Good lighting designs are essential to ensure that these technologies are able to reach their maximum potential. An effective and efficient design takes into consideration the available efficient lighting technologies, design constraints imposed by the base building; and most importantly meets user needs and preferences.
Colour of walls and ceilings: The colour of the walls, ceilings and furnishings should be kept light so that it reflects more light to the workspace areas Lighting layouts should be developed taking in consideration the different lighting zones within the workspace.
Daylighting is the most easily available, renewable source of energy. Harvesting daylight for outside lighting, atria lighting can help save considerable amount of energy and also uplift the mood of the workers. Sky lights, full length windows and light shelves can be used to maximise light penetration.
Window glazing is useful in controlling the glare of sunlight as well as in controlling the excessive heat.
Blinds can be used to deflect and control the amount of natural light.
Task Specific Lighting:
Lighting efficiency can be increased by maintaining background lighting levels of 160-220W throughout the office area. This can be supplemented by using localised desk lighting to provide the required illuminance for specific tasks. Eg. work stations near the windows require less artificial lighting as compared to stations in the centre.
Occupancy sensor controls:
Energy consumption can also be reduced through sophisticated lighting control systems.
Motion detectors can be installed in rooms, supplying light only when required.
Choose sensors which meet the requirements of the area to be monitored Eg sedimentary sensors are more suited to monitor occupancy near work desks since these are sensitive to even the slight finger movements of a person.

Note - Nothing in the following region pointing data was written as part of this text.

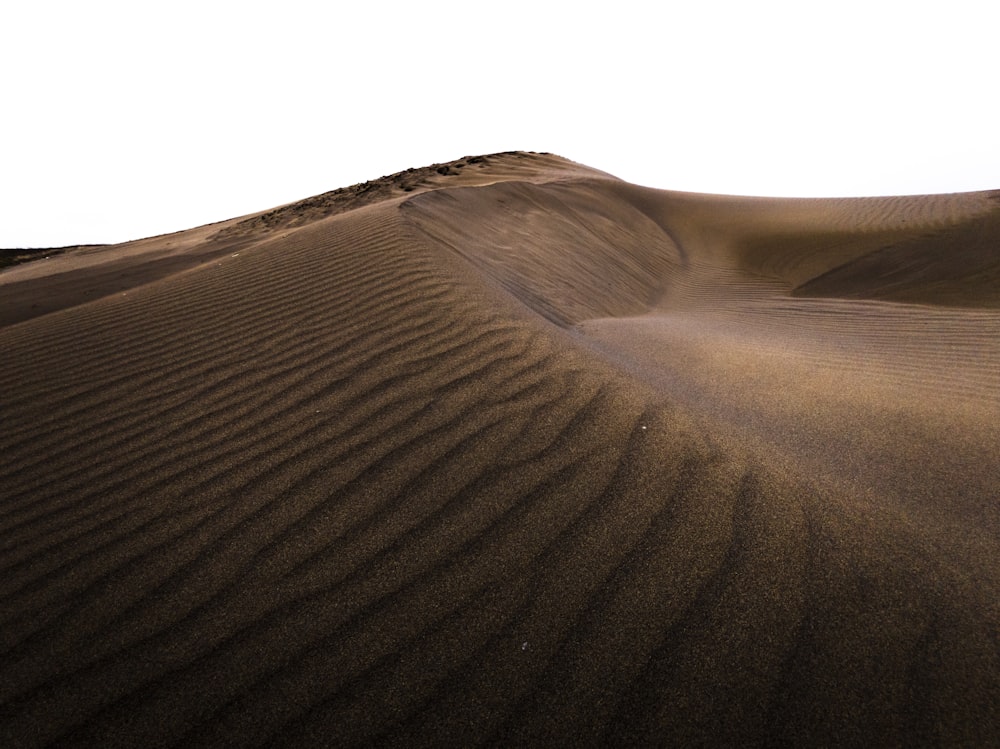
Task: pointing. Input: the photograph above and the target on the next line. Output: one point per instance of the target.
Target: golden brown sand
(507, 451)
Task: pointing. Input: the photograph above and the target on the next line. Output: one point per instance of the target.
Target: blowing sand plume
(507, 451)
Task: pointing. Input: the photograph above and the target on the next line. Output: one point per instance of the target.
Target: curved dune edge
(523, 454)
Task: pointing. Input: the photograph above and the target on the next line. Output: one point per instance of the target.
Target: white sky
(123, 120)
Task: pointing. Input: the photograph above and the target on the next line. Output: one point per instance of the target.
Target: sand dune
(506, 451)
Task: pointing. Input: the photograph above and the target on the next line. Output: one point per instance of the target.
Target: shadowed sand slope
(508, 452)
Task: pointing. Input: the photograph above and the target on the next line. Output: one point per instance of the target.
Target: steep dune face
(520, 454)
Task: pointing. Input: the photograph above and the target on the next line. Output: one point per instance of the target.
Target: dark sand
(508, 452)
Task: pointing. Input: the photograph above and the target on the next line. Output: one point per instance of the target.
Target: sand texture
(508, 452)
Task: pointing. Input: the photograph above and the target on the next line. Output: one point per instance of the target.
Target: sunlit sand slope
(507, 451)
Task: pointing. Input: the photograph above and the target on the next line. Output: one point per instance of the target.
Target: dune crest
(508, 451)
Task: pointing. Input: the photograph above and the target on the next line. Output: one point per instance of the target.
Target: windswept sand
(507, 451)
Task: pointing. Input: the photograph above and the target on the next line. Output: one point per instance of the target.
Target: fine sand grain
(506, 451)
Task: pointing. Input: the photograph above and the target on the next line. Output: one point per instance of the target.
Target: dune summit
(507, 451)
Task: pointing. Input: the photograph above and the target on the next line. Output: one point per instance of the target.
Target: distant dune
(507, 451)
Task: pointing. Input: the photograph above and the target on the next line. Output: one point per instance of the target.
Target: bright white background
(124, 120)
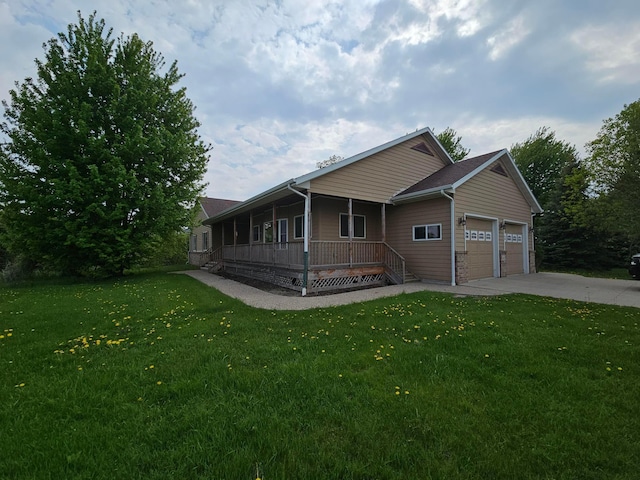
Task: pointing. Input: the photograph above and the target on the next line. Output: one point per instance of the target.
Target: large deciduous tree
(541, 159)
(614, 161)
(452, 143)
(102, 159)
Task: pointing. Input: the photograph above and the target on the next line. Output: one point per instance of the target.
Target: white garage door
(514, 243)
(480, 249)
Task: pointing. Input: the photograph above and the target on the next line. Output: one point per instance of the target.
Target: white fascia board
(535, 207)
(422, 194)
(473, 173)
(255, 200)
(348, 161)
(515, 172)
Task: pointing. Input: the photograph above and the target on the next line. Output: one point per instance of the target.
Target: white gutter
(305, 270)
(453, 237)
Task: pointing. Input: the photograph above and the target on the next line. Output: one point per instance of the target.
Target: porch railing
(321, 254)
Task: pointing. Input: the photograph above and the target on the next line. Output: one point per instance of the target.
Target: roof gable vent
(499, 169)
(422, 148)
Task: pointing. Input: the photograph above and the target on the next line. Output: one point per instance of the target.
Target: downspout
(453, 237)
(305, 268)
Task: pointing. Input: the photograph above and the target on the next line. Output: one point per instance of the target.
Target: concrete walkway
(558, 285)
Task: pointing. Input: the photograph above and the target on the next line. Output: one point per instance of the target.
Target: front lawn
(157, 376)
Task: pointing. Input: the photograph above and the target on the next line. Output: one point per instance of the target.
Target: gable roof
(212, 206)
(453, 176)
(348, 161)
(285, 189)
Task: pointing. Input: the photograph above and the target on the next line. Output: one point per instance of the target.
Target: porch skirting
(319, 279)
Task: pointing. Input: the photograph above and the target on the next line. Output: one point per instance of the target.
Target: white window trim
(257, 228)
(352, 225)
(295, 219)
(426, 232)
(279, 223)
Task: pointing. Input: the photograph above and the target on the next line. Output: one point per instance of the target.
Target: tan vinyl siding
(378, 177)
(425, 259)
(264, 215)
(514, 250)
(325, 216)
(491, 195)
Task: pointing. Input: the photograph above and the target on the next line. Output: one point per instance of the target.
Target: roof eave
(422, 194)
(274, 193)
(348, 161)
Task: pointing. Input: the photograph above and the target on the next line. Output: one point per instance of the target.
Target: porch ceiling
(278, 195)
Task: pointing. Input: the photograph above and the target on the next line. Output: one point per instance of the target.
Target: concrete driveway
(558, 285)
(564, 285)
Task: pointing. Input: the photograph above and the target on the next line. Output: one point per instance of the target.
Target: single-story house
(200, 235)
(401, 211)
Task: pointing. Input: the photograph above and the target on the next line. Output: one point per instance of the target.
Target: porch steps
(410, 278)
(212, 266)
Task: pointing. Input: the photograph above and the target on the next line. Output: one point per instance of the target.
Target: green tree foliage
(330, 161)
(103, 159)
(541, 159)
(452, 143)
(614, 163)
(566, 240)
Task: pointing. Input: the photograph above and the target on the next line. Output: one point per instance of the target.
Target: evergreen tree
(103, 159)
(614, 163)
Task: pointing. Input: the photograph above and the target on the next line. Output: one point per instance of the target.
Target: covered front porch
(331, 265)
(337, 245)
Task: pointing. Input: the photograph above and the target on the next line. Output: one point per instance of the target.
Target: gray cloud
(281, 85)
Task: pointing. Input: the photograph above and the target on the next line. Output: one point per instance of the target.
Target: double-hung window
(359, 226)
(427, 232)
(298, 226)
(282, 230)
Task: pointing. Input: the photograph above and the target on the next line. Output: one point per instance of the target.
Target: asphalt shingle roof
(213, 206)
(449, 174)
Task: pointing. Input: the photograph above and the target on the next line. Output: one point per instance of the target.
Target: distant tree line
(591, 205)
(101, 164)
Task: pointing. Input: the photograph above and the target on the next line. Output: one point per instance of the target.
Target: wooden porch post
(250, 233)
(235, 238)
(273, 232)
(350, 221)
(383, 216)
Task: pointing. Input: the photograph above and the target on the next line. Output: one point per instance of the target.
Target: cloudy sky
(280, 85)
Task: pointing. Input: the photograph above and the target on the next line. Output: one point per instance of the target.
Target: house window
(283, 234)
(427, 232)
(298, 226)
(268, 232)
(359, 226)
(257, 233)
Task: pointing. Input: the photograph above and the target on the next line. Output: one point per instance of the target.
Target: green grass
(157, 376)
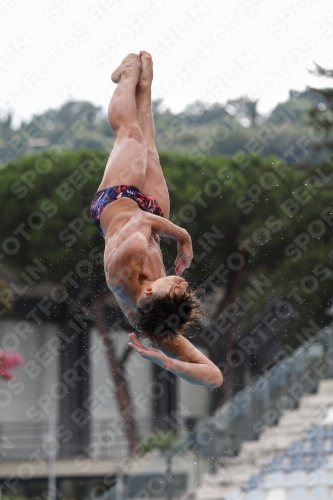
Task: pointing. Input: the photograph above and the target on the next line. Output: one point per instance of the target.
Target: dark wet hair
(163, 316)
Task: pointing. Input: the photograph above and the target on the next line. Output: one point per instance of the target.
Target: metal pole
(51, 454)
(330, 350)
(169, 492)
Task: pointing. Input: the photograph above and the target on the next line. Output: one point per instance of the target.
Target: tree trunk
(116, 371)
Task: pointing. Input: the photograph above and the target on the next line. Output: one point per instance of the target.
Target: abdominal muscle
(114, 217)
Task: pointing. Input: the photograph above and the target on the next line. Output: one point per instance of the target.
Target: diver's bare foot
(131, 64)
(146, 75)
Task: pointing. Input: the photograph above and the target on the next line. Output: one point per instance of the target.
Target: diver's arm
(187, 361)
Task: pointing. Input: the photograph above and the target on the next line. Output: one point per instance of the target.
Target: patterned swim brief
(105, 196)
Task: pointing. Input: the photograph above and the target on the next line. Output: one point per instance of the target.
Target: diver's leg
(154, 183)
(128, 160)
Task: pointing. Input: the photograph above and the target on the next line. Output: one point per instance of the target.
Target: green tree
(321, 114)
(258, 227)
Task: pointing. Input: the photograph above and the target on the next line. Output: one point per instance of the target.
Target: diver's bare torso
(123, 282)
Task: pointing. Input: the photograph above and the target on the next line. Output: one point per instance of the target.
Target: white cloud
(203, 49)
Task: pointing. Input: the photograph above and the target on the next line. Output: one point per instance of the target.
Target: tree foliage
(254, 216)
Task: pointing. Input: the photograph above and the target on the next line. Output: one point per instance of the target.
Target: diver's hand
(185, 253)
(150, 353)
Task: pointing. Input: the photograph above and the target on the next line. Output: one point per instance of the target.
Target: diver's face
(165, 284)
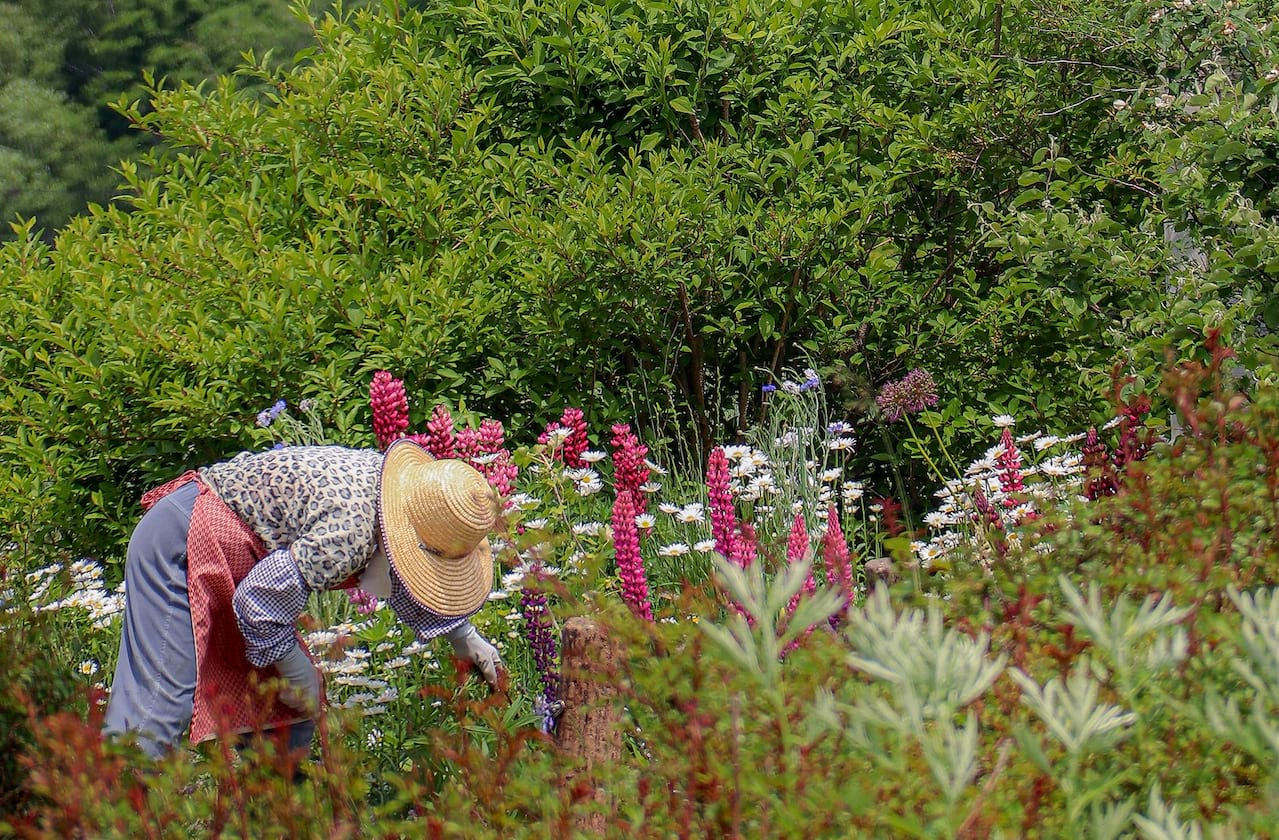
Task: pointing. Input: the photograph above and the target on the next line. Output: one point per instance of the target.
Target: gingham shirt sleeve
(267, 604)
(426, 624)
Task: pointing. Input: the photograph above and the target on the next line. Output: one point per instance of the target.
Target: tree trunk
(590, 728)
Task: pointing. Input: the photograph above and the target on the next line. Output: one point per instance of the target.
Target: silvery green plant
(1122, 632)
(1083, 725)
(757, 633)
(933, 673)
(934, 670)
(756, 636)
(1254, 730)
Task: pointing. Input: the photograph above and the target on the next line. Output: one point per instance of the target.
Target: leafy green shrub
(522, 206)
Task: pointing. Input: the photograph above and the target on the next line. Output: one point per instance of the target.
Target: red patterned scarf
(220, 551)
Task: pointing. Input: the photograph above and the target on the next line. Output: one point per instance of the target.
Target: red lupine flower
(493, 436)
(439, 434)
(1009, 468)
(1100, 476)
(577, 440)
(626, 546)
(390, 408)
(835, 558)
(466, 445)
(723, 515)
(797, 546)
(628, 464)
(502, 472)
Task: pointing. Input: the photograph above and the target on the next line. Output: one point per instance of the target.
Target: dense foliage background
(649, 210)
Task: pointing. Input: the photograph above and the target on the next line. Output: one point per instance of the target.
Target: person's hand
(305, 683)
(468, 645)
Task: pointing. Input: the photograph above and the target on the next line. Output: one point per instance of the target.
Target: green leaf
(682, 105)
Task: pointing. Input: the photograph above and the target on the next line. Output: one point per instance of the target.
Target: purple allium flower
(907, 395)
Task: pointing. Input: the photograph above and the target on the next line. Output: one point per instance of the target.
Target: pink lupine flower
(493, 436)
(1096, 463)
(985, 510)
(1009, 468)
(626, 546)
(466, 445)
(390, 408)
(835, 558)
(723, 514)
(365, 602)
(439, 434)
(797, 546)
(745, 545)
(628, 464)
(502, 473)
(577, 440)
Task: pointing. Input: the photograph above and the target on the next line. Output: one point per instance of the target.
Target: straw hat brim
(450, 587)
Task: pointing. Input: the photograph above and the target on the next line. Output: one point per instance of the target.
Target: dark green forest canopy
(649, 210)
(64, 62)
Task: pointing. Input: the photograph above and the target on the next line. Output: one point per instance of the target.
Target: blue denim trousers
(154, 687)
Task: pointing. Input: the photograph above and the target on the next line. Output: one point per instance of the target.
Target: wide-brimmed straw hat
(435, 519)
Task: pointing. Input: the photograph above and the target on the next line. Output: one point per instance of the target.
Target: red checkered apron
(220, 551)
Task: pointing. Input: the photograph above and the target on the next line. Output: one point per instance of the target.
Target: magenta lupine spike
(835, 558)
(493, 436)
(390, 408)
(541, 638)
(723, 514)
(986, 512)
(366, 602)
(745, 545)
(797, 541)
(1009, 462)
(1096, 464)
(502, 473)
(626, 546)
(439, 434)
(797, 546)
(628, 464)
(466, 445)
(838, 563)
(577, 440)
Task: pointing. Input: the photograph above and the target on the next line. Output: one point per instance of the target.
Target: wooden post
(590, 728)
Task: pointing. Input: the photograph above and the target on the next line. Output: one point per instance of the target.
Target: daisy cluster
(78, 586)
(1002, 490)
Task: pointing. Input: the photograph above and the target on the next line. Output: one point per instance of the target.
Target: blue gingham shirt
(273, 595)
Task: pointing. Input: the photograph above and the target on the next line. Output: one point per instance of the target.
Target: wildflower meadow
(881, 399)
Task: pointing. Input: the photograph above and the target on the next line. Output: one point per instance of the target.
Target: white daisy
(691, 513)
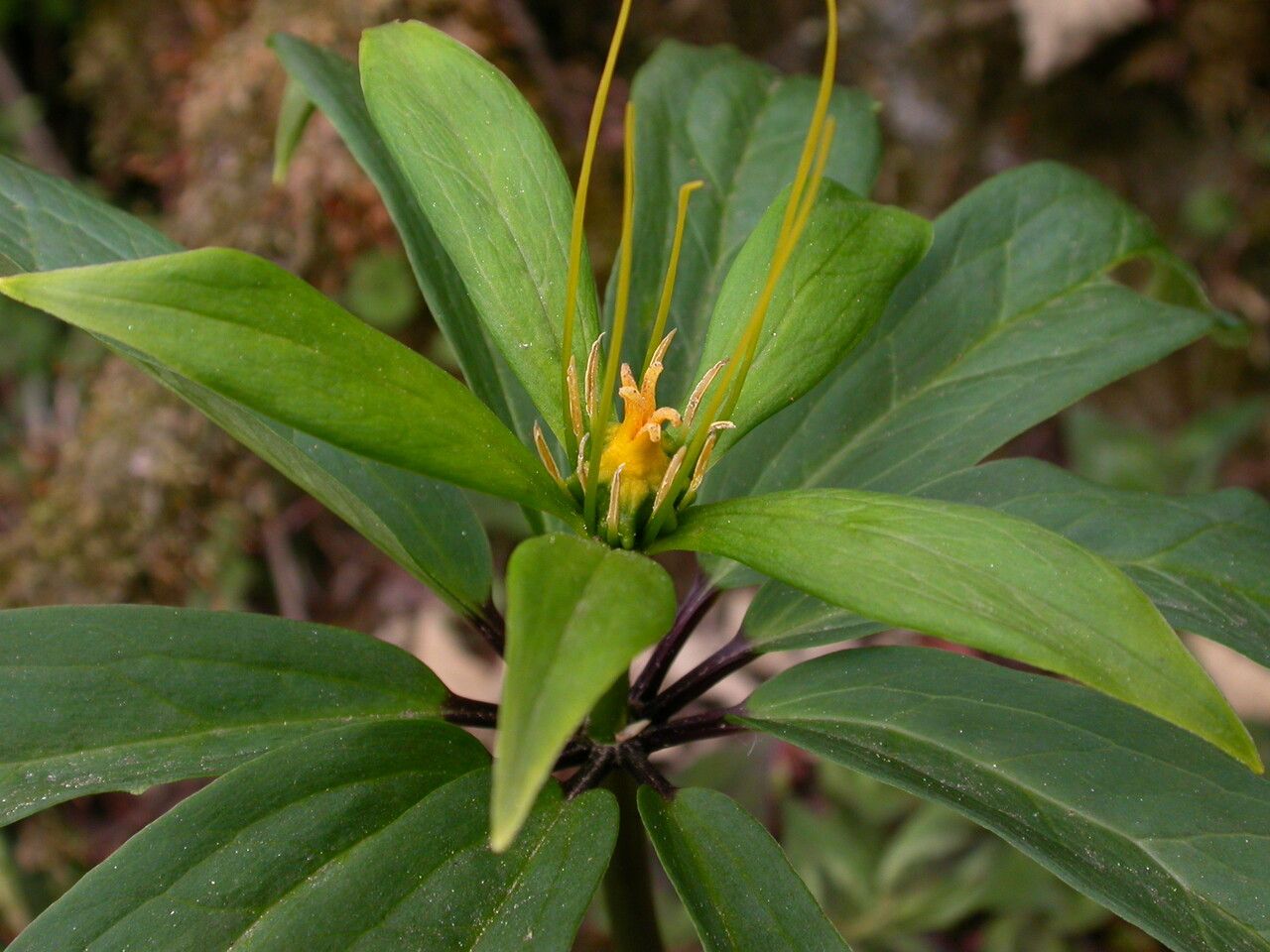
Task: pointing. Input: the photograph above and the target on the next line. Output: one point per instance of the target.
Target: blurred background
(112, 492)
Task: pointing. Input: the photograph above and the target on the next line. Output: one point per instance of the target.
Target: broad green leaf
(485, 173)
(976, 578)
(1008, 318)
(261, 336)
(333, 85)
(1203, 560)
(427, 527)
(731, 876)
(48, 223)
(1143, 817)
(294, 116)
(834, 289)
(368, 838)
(123, 697)
(576, 615)
(783, 619)
(738, 126)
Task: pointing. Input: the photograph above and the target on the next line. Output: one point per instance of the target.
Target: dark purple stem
(698, 601)
(711, 724)
(468, 714)
(730, 657)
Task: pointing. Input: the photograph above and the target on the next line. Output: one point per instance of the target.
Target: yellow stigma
(635, 444)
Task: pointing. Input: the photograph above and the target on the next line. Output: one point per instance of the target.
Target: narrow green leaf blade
(483, 169)
(367, 837)
(976, 578)
(834, 289)
(1007, 320)
(1205, 560)
(123, 697)
(333, 85)
(576, 616)
(733, 878)
(427, 527)
(261, 336)
(738, 126)
(1141, 816)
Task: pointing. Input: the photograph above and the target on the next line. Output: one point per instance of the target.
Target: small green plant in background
(807, 384)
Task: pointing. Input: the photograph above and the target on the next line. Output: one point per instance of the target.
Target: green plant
(841, 377)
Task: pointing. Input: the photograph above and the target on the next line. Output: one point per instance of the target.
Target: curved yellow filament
(807, 180)
(579, 206)
(621, 308)
(663, 311)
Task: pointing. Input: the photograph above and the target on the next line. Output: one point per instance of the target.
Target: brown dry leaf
(1058, 33)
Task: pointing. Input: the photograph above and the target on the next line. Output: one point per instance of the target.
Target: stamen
(545, 454)
(729, 394)
(813, 191)
(579, 208)
(698, 393)
(581, 458)
(662, 416)
(592, 373)
(574, 403)
(702, 467)
(599, 420)
(672, 471)
(615, 490)
(672, 272)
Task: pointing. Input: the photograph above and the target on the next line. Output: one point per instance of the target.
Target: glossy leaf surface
(1007, 320)
(1148, 820)
(834, 289)
(488, 178)
(1205, 560)
(738, 126)
(576, 616)
(731, 876)
(976, 578)
(367, 837)
(261, 336)
(123, 697)
(333, 85)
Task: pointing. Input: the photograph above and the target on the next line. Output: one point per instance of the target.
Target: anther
(593, 376)
(672, 472)
(581, 457)
(702, 467)
(545, 454)
(698, 393)
(574, 403)
(615, 489)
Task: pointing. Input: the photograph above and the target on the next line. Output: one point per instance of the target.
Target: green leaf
(976, 578)
(1203, 560)
(294, 116)
(783, 619)
(123, 697)
(485, 173)
(427, 527)
(1143, 817)
(261, 336)
(1008, 318)
(333, 85)
(834, 289)
(738, 126)
(576, 616)
(48, 223)
(368, 837)
(731, 876)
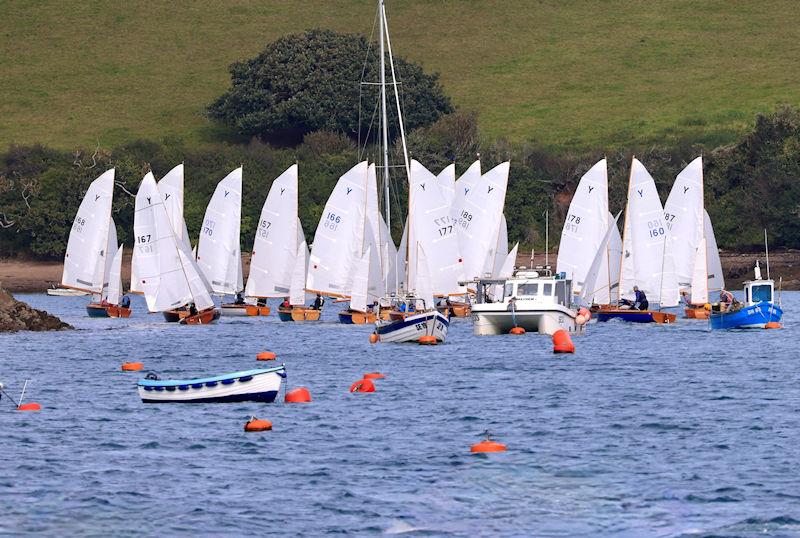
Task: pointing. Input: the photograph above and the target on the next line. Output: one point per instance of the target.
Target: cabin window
(762, 293)
(561, 292)
(528, 289)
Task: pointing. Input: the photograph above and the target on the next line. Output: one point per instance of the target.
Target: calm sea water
(644, 431)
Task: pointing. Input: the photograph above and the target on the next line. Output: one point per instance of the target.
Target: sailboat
(219, 252)
(89, 261)
(169, 277)
(697, 263)
(278, 237)
(585, 226)
(647, 257)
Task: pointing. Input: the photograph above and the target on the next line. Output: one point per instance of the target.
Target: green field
(560, 73)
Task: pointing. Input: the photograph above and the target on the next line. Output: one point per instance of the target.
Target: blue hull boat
(749, 317)
(248, 386)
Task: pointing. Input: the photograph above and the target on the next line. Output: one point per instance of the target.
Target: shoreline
(31, 276)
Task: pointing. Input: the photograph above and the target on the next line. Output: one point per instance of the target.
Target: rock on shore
(18, 316)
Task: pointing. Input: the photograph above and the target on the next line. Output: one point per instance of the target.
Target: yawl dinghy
(90, 264)
(168, 276)
(697, 263)
(219, 252)
(276, 244)
(647, 257)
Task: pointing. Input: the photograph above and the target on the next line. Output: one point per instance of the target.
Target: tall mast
(384, 119)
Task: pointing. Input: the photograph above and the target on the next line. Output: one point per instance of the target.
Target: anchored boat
(246, 386)
(535, 300)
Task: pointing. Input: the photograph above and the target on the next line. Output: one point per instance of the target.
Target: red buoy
(562, 343)
(298, 395)
(363, 385)
(257, 425)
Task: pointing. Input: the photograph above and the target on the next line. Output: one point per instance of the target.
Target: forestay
(647, 259)
(683, 213)
(479, 219)
(339, 239)
(276, 241)
(431, 227)
(218, 250)
(585, 226)
(86, 257)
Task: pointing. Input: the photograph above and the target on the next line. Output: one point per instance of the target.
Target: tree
(312, 81)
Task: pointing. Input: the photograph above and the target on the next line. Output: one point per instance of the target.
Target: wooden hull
(201, 318)
(635, 316)
(697, 312)
(354, 317)
(298, 314)
(244, 310)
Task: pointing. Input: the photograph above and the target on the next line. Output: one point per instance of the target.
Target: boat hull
(201, 318)
(410, 327)
(298, 314)
(246, 386)
(354, 317)
(244, 310)
(96, 310)
(542, 320)
(636, 316)
(749, 317)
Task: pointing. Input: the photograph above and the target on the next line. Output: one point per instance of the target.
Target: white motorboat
(535, 300)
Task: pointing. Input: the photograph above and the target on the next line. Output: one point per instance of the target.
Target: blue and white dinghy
(247, 386)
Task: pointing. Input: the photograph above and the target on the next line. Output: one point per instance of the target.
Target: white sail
(276, 241)
(463, 186)
(111, 249)
(683, 213)
(447, 183)
(431, 226)
(585, 225)
(597, 288)
(479, 220)
(85, 259)
(423, 283)
(716, 278)
(297, 292)
(360, 292)
(501, 250)
(115, 278)
(699, 283)
(647, 258)
(218, 250)
(339, 239)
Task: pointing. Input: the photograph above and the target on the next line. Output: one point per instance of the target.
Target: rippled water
(644, 431)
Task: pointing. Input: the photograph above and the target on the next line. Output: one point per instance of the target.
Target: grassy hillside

Sensors also need to be positioned accurately to avoid significant blind spots
Integrated Lighting systems:
These are intelligent lighting systems which consist of sensors which communicate directly with the ballasts to dim or switch off light lamps. These sensors include motion detectors as well as light sensors to analyse the level of natural light available. The more sophisticated systems integrate the lighting, air conditioning and indoor air quality controls.